Publication: NST
Date of publication: Aug 2, 2012
Section heading: Main Section
Page number: 018
Byline / Author: By Jeong Chun Phuoc
THE article Downside of removing car taxes (NST,
July 29) by S.M. Nasarudin S.M. Nasimuddin (Naza Group of Companies joint
executive chairman) is especially candid from an automobile industry
perspective.
In no way is this more apparent than in the
statistic shared by S.M. Nasarudin in highlighting the negative impact on the
gross domestic product (GDP), besides the loss to both automobile companies and
consumers, as a direct result of a complete removal of car taxes.

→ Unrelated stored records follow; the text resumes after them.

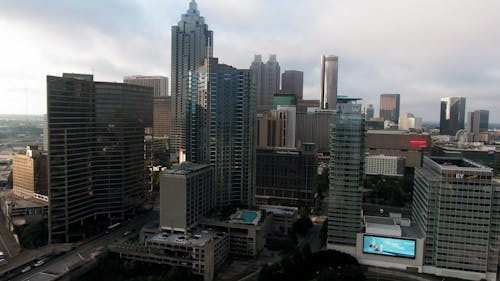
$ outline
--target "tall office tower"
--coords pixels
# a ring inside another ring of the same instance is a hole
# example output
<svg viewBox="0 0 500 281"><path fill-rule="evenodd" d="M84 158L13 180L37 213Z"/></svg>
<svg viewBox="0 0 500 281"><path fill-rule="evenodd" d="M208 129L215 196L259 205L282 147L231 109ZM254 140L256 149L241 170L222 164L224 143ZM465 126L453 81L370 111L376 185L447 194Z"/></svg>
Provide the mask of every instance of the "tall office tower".
<svg viewBox="0 0 500 281"><path fill-rule="evenodd" d="M399 121L399 94L380 95L380 118L394 123Z"/></svg>
<svg viewBox="0 0 500 281"><path fill-rule="evenodd" d="M251 80L255 88L257 112L271 110L274 94L280 89L280 64L276 55L270 55L264 64L261 55L255 55L250 65Z"/></svg>
<svg viewBox="0 0 500 281"><path fill-rule="evenodd" d="M302 99L304 93L304 72L298 70L285 70L281 74L281 92L295 95Z"/></svg>
<svg viewBox="0 0 500 281"><path fill-rule="evenodd" d="M465 98L442 98L441 114L439 119L439 133L441 135L455 135L458 130L464 129L464 123Z"/></svg>
<svg viewBox="0 0 500 281"><path fill-rule="evenodd" d="M295 106L278 106L276 110L257 114L257 147L295 147Z"/></svg>
<svg viewBox="0 0 500 281"><path fill-rule="evenodd" d="M47 152L47 149L49 148L49 128L48 128L47 114L44 114L42 116L42 119L43 119L43 145L42 145L42 151Z"/></svg>
<svg viewBox="0 0 500 281"><path fill-rule="evenodd" d="M209 58L188 83L187 159L215 169L216 207L252 206L255 109L250 71Z"/></svg>
<svg viewBox="0 0 500 281"><path fill-rule="evenodd" d="M328 248L352 252L362 227L365 117L360 104L338 103L337 107L330 141Z"/></svg>
<svg viewBox="0 0 500 281"><path fill-rule="evenodd" d="M371 120L375 115L373 104L369 104L367 107L363 108L363 113L365 114L365 120Z"/></svg>
<svg viewBox="0 0 500 281"><path fill-rule="evenodd" d="M125 76L123 83L151 87L155 97L168 96L168 77L165 76Z"/></svg>
<svg viewBox="0 0 500 281"><path fill-rule="evenodd" d="M170 138L172 97L153 98L153 138Z"/></svg>
<svg viewBox="0 0 500 281"><path fill-rule="evenodd" d="M479 141L482 132L488 132L490 112L488 110L476 110L467 112L467 132L472 133L473 140Z"/></svg>
<svg viewBox="0 0 500 281"><path fill-rule="evenodd" d="M321 57L321 108L337 109L337 83L339 58L337 56Z"/></svg>
<svg viewBox="0 0 500 281"><path fill-rule="evenodd" d="M47 76L51 243L80 239L87 223L104 227L142 205L152 98L152 88L92 75Z"/></svg>
<svg viewBox="0 0 500 281"><path fill-rule="evenodd" d="M313 108L307 112L297 112L297 147L304 143L314 143L318 152L330 151L330 123L334 110Z"/></svg>
<svg viewBox="0 0 500 281"><path fill-rule="evenodd" d="M422 117L405 112L399 116L398 129L403 131L422 130Z"/></svg>
<svg viewBox="0 0 500 281"><path fill-rule="evenodd" d="M186 148L186 85L189 71L195 71L206 57L212 57L213 32L200 16L196 2L176 26L172 26L172 127L171 149Z"/></svg>
<svg viewBox="0 0 500 281"><path fill-rule="evenodd" d="M415 169L412 217L425 234L425 273L496 280L499 186L468 159L424 157Z"/></svg>
<svg viewBox="0 0 500 281"><path fill-rule="evenodd" d="M34 193L47 195L47 155L38 146L26 147L26 153L12 158L14 194L33 197Z"/></svg>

The debate on the total removal of car taxes is not
without the underlying perils of exerting inadvertent pressures on the national
economy, which is struggling to achieve progress within the national key
economic areas (NKEAs) framework.
As a general rule, for the consumers particularly,
any reduction in taxes is welcome news. The proposed Goods and Services Tax
(GST) to replace the old Sales and Services Tax (SST) (of five per cent and 10
per cent respectively) is to primarily improve tax collection and invigorate
the economic machinery of Malaysia.
Increasing the collection in taxes will augur well
in the construction and maintenance of public infrastructure and amenities for
the people. The GST is a vital tool in achieving economic wellbeing.

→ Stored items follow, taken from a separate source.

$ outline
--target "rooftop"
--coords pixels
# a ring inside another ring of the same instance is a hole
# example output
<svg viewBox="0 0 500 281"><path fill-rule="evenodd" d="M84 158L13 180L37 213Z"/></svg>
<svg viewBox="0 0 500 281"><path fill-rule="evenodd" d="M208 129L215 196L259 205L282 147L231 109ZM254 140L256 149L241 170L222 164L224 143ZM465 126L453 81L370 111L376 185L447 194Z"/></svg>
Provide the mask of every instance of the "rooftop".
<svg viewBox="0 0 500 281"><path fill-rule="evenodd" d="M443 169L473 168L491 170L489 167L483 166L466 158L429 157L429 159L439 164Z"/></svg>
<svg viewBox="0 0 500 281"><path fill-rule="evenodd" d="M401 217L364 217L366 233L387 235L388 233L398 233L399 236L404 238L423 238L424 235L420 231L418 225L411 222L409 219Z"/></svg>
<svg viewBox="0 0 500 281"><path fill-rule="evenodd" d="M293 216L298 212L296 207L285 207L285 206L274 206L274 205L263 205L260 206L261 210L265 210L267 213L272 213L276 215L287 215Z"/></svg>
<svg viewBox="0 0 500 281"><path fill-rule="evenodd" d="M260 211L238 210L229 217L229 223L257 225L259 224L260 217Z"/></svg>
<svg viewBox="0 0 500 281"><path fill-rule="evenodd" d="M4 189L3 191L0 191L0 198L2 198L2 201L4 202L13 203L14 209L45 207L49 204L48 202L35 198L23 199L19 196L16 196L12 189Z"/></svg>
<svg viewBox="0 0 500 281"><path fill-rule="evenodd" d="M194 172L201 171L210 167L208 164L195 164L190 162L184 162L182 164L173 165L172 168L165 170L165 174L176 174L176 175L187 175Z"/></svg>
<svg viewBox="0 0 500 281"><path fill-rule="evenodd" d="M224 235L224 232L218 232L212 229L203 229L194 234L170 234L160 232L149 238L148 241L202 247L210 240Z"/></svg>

Since 2004, when the GST proposal was announced in
Budget 2005, numerous public awareness programmes have been carried out by the
government to educate the general public and the business community (Preparing
for the GST, NST, Dec 9, 2010). This includes efforts to counter GST
misperception and concerns.
Seven years have passed, and it is understood that
both the public and private sectors have established administrative and
technical set-ups to incorporate the new GST system.
The GST policy manifest and its advantages are well
documented in nearly 140 jurisdictions which have embraced the GST system - the
closest example is Singapore.
The recent enactment of the Price Control and
Anti-Profiteering Act 2010 has set a positive momentum for the final execution
of the GST. What remains to be seen is the need for immediate GST
implementation.
The GST, in essence, will address the inherent
weaknesses in the current SST system and hence, any delay will imperil the
achievement of overarching public interest objectives delineated under the
Economic Transformation Programme (ETP).
As a matter of fact, the recent pronouncement of
six Strategic Reform Initiatives (SRIs) can be accelerated along the GST
revenue framework to achieve competitiveness in the realisation of core
economic transformation blueprints.
In the same way, if car taxes are to be removed,
the public and stakeholders must be assured it will not cause immediate
catastrophic downstream impact on all stakeholders and consumers. At this point
of debate for and against car taxes, advocates for the complete repeal of car
taxes provide no assurances to the concerns raised by S.M. Nasaruddin.
This is, of course, not to say that car taxes are
always good for the economy and consumers, because car tax to foreign
automobile exporters is no music to their ears.
Car taxes are just another accepted form of
economic strategy observed in both developed and developing countries to
protect core national assets and interests at home, in light of the nebulous
World Trade Organisation provisions on the dismantling of tariffs on all goods
and services at the global platform. Whether car taxes are a boon or bane for
the economy, this must be addressed in a fair, transparent and objective
manner, similar to the case for GST to replace the old SST. To argue against car
taxes without evidence is like putting the cart before the horse.